Sonra katlasam ikiye üçe, kırpsam ucundan bir makasın en kör noktasıyla .
Budasam ve dallanıp budaklansa.
Taptaze bir orman olsa o ateşten fidan. Kıpkırmızı çiçekler açsa
ve tam tan vakti susasa…
Güneş sunar mı susadığında ışığını toprağa
Ya da ısıtır mı bir deniz o fidanı boydan boya..
Yapar..
Kökleri sağlam her fidan alır nasibini güneşten.

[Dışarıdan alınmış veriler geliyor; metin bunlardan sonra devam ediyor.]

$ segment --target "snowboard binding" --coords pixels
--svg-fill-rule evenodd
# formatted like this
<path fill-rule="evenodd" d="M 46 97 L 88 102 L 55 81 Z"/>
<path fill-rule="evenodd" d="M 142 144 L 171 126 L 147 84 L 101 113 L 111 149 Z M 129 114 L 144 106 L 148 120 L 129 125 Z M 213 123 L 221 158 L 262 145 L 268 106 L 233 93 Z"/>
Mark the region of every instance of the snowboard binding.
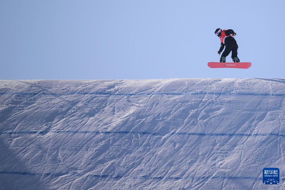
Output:
<path fill-rule="evenodd" d="M 237 57 L 232 58 L 232 61 L 234 63 L 240 63 L 240 59 Z"/>
<path fill-rule="evenodd" d="M 221 63 L 226 63 L 226 57 L 221 57 L 221 58 L 220 59 L 220 62 Z"/>

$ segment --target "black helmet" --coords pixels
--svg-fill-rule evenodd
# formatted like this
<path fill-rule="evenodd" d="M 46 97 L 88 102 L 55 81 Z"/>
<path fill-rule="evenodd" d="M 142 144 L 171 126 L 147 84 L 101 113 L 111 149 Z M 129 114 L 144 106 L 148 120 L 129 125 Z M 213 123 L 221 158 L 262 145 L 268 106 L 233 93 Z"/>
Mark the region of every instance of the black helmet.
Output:
<path fill-rule="evenodd" d="M 220 33 L 222 32 L 222 29 L 221 28 L 217 28 L 215 31 L 215 34 L 219 37 L 221 36 Z"/>

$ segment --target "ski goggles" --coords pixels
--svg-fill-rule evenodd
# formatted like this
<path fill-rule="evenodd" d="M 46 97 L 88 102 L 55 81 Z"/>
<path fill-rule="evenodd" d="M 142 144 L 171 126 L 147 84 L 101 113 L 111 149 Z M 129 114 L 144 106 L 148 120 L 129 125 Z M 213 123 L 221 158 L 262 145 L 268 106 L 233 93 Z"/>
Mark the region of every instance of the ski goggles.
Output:
<path fill-rule="evenodd" d="M 220 30 L 218 30 L 218 31 L 217 32 L 216 32 L 216 33 L 215 33 L 215 34 L 217 36 L 219 36 L 219 34 L 221 32 L 221 31 L 222 31 L 222 29 L 220 29 Z"/>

Ayakları yere sağlam basıyorsa, yakamozları seyredecektir kıyısında denizin
Üstelik
Yorgun başını deli divane edecek bir rüzgar olacak yanıbaşında
Belki o rüzgara aşık olacak
Belki dost…
Bir ayazda harman yeli gibi kaşına gözüne bulaşır da acı verirse yapraklarının kokusunu içine çeken rüzgar
Aşık;
Denizin üşüten sıcağına karşı dik tutarsa başını
Dost…
Rüzgar seçecek bunu
Fidan değil...
ASENA GÜLSÜM GÜNEŞ
5.0
100% (2)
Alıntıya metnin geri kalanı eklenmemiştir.